Palma's underlying empirical observation, developed in work circulated from around 2006 and published more formally in later papers, was that the income share of the "middle" deciles 5–9 tends to be remarkably stable across countries at roughly half of national income. Most of the cross-country variation in inequality therefore comes from how the remaining half is split between the top 10% and the bottom 40%. Focusing directly on that ratio, Palma argued, captures distributional politics more transparently than the Gini coefficient, which compresses the entire Lorenz curve into a single number and is relatively insensitive to changes at the tails.
The measure has been picked up by development economists and international organisations. Researchers at the UNDP, the Center for Global Development, and Oxfam have used it in analyses of inequality and the Sustainable Development Goals. During negotiations over the post-2015 development agenda, advocacy groups pressed for a Palma-based inequality target; SDG indicator 10.1.1 ultimately tracks growth of the bottom 40% rather than a Palma ratio directly, but the measure remains widely cited.

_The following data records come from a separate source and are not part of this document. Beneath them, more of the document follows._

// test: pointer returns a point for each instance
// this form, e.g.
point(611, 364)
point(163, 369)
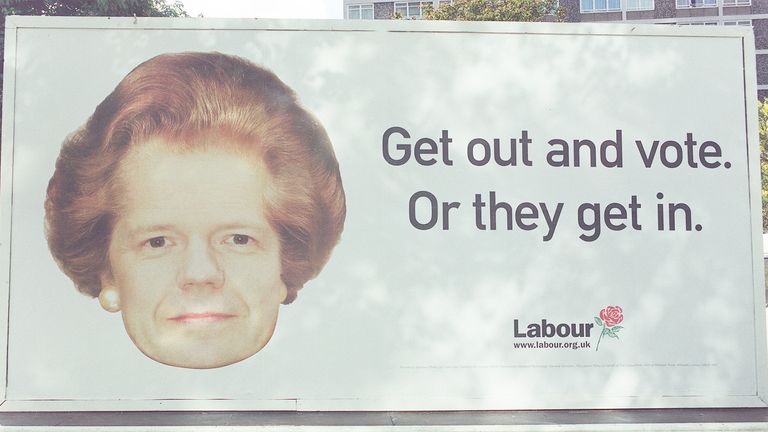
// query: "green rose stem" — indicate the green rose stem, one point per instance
point(599, 339)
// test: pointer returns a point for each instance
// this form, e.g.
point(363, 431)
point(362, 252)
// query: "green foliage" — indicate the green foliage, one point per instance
point(763, 120)
point(153, 8)
point(496, 10)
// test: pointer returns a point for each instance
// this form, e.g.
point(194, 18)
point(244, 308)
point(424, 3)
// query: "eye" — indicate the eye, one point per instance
point(157, 242)
point(239, 239)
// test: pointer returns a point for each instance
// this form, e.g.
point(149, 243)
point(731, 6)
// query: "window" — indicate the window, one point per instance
point(360, 11)
point(640, 5)
point(600, 5)
point(682, 4)
point(410, 9)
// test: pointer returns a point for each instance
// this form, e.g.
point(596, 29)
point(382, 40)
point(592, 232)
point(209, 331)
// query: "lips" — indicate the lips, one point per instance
point(201, 317)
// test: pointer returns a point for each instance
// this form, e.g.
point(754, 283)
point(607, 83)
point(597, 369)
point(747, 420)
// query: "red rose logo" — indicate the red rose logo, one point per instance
point(608, 320)
point(611, 316)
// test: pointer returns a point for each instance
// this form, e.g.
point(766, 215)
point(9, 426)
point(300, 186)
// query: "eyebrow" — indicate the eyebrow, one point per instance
point(149, 228)
point(258, 227)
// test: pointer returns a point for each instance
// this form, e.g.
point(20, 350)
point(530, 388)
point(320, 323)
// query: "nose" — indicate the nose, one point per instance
point(200, 268)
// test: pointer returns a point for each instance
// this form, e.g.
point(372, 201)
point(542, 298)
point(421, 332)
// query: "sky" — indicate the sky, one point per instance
point(318, 9)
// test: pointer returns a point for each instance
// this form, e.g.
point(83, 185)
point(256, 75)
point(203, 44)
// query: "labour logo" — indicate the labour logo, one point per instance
point(609, 319)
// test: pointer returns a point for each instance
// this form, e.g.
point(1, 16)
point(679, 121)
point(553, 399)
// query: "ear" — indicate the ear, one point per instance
point(288, 293)
point(109, 296)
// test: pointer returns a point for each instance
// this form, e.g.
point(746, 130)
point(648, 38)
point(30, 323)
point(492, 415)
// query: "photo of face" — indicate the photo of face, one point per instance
point(198, 198)
point(193, 259)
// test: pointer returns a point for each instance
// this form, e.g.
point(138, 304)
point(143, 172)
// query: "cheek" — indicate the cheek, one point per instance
point(141, 285)
point(258, 282)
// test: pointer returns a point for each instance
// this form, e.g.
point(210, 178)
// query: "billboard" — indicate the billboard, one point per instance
point(325, 215)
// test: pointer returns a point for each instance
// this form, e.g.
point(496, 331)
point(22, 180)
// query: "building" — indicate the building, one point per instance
point(679, 12)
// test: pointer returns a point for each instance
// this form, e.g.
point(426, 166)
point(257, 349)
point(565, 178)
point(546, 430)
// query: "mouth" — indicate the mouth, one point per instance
point(202, 317)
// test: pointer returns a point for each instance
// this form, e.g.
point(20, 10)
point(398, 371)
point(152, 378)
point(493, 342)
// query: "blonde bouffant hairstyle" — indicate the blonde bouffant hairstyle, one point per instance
point(178, 97)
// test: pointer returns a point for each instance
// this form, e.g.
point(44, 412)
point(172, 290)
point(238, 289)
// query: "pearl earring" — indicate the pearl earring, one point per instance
point(109, 299)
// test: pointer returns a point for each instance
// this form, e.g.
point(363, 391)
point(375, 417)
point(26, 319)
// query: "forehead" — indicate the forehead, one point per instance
point(212, 171)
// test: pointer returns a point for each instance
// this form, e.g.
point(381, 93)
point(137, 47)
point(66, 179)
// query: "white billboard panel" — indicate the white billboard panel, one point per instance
point(537, 216)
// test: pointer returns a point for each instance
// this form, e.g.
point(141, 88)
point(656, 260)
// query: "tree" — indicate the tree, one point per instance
point(763, 120)
point(496, 10)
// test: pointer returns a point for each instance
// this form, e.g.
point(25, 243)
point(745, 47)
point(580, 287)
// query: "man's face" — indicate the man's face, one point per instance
point(192, 256)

Typical values range from around 0.9–1.3 in highly egalitarian countries (e.g. several Nordic states) to above 5 in highly unequal economies in Southern Africa and parts of Latin America. Limitations include sensitivity to the underlying household survey, the exclusion of wealth, and the fact that top incomes are often under-reported in survey data compared with tax records.
Example
In its 2013 Humanity Divided report, the UNDP used the Palma ratio to compare inequality across developing countries, highlighting South Africa as an outlier with a ratio above 7.
Frequently asked questions
The Gini summarises the entire income distribution into one number and is most sensitive to changes around the middle, while the Palma focuses explicitly on the ratio between the top 10% and bottom 40%, where most cross-country variation actually occurs.